Now consider a forked web application (e.g., gunicorn), with perhaps 4-8 workers. The first problem is simply memory duplication - the cache is duplicated 4-8 times, and stores the same thing. The second problem is the thundering herds problem. Consider a new input to f(x), which becomes available at time t=0. At time t=0, the application is hit with multiple requests for this input. As a result, each process blocks while computing f(new input).

Memory duplication has a relatively simple solution, namely using external cache such as redis. But the thundering herds problem remains. At time t=0, each process receives a request for f(new input). Each process looks in the cache, finds it empty, and begins computing f(new input). As a result every single process is blocked. Update - I'm told that one can build locks with redis, so this might not be as difficult as I thought. I'm also told that dogpile.cache provides this.

The Scala Solution

In Scala, the excellent Spray Caching library is available which resolves this problem. The basic idea of the Spray Cache (which makes use of threading concurrency) is to store not the value itself, but instead Future which will eventually evaluate to it. The client code is basically as simple as the python equivalent:

def f(x: KeyType) = cache(x) {
    ...body...
}

Under the hood, the cache is implemented roughly like this:

val fromCache = cache.get(key)
if (fromCache != null) {
    return fromCache
} else {
    val result = Future { // This block is run in a different thread!
    ...body...
    }
    cache.put(result)
return result
}

Unlike the python equivalent this block of code returns instantly. The actual ...body... is not actually run in the current thread. The net result is that repeated calls to f(x) return the same Future, and the result of the computation is available to all callers of f(x) as soon as it is computed. I.e., suppose it takes 100ms to compute f(x1). Suppose Thread A calls f(x1) at t=0, and Thread B calls f(x1) at t=50. Then the result of f(x1) (i.e., the same memory location, which hopefully refers to an immutable object) is available to both Thread A and Thread B at t=100.
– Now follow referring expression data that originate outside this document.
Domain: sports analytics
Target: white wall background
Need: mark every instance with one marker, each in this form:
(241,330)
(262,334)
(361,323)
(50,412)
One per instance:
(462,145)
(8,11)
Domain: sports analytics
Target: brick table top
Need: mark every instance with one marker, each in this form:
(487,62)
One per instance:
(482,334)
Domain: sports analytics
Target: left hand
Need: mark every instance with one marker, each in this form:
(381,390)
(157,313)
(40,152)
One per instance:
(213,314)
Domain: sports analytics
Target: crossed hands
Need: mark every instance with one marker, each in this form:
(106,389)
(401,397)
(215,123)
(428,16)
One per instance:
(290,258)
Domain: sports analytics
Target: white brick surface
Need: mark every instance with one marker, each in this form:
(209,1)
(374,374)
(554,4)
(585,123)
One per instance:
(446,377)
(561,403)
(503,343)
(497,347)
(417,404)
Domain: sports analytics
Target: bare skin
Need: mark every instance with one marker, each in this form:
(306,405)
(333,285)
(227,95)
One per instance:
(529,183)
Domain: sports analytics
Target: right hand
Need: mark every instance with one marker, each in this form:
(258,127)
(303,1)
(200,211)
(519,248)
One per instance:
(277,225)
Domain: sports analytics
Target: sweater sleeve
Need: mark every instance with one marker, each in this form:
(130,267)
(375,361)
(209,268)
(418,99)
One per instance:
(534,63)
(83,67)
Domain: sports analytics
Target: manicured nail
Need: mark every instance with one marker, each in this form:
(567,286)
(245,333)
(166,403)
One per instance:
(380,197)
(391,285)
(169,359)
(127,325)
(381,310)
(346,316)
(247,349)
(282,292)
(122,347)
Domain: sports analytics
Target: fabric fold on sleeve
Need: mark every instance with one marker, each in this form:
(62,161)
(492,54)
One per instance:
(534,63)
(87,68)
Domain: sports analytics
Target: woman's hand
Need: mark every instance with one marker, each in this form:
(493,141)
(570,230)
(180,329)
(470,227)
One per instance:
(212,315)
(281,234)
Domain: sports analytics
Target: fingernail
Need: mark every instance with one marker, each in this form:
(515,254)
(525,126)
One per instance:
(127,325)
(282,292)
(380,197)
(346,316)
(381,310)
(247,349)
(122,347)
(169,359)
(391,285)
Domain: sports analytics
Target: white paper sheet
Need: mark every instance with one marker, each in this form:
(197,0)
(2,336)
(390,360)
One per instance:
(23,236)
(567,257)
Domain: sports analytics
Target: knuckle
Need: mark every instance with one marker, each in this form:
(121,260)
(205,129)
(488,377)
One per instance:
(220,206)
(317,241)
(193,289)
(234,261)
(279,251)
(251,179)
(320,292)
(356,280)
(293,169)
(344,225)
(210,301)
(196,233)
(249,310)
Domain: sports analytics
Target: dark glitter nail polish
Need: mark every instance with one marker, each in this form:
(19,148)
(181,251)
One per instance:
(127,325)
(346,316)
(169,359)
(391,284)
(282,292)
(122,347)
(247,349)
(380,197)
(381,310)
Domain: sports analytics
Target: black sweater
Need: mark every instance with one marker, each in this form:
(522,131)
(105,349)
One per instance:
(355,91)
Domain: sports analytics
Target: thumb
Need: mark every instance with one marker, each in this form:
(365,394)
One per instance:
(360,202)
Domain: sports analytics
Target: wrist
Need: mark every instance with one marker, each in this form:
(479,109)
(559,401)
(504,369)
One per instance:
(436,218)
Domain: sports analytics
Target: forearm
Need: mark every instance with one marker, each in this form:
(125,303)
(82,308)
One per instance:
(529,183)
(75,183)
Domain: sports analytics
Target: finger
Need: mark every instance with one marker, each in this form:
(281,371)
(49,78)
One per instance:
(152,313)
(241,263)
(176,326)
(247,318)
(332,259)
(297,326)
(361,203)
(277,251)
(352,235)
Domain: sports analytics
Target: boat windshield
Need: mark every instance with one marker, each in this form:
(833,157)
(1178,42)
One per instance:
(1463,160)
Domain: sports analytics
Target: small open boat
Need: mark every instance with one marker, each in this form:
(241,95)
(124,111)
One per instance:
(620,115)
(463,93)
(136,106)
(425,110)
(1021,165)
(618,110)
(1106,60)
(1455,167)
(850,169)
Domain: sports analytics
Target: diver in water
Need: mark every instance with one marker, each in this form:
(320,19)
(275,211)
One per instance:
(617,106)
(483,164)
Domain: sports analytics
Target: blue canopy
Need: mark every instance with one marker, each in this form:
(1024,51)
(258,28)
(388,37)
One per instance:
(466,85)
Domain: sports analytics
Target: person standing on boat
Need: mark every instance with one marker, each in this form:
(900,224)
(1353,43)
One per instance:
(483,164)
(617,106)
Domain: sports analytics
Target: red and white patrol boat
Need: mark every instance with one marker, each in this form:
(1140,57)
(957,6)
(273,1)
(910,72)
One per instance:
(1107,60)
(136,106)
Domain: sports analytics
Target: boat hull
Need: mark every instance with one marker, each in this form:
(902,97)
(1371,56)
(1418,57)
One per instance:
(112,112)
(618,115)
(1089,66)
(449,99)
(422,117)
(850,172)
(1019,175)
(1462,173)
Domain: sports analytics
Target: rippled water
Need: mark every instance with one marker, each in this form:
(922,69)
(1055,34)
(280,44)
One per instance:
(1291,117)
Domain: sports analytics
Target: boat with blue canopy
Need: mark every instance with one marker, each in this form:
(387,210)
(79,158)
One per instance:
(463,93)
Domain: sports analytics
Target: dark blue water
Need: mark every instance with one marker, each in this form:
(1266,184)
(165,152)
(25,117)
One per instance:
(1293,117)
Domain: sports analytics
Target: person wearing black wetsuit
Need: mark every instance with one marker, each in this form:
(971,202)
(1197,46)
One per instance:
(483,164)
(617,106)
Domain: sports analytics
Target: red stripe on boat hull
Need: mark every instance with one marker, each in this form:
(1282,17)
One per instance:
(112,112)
One possible implementation of such a strategy in Python would be to not expose the external cache directly, but rather to hide it behind some API which would then push the result to clients when it has been computed. This is certainly possible to build, though of course you do suffer the serialization and memory duplication overhead described in the previous section. The implementation would also likely be considerably more complicated than the 160 lines of code that the Spray Cache uses.

Scripting vs Systems

Ultimately, Python is a single threaded scripting language. It excels at coordinating external systems which handle heavy lifting and concurrency on their own. As examples of external systems, consider a SQL database or simple scalar arrays (ala Numpy). If you use it for this purpose it will serve you well. But fundamentally, the GIL prevents Python from being used as a systems language. The restriction that a single OS process be fundamentally single threaded prevents you from properly making use of modern multicore hardware. For this reason Python will continue to be limited to the scripting role, and those who wish to make full use of their hardware will be forced to turn to alternatives (e.g. Go, Java, Haskell or Scala).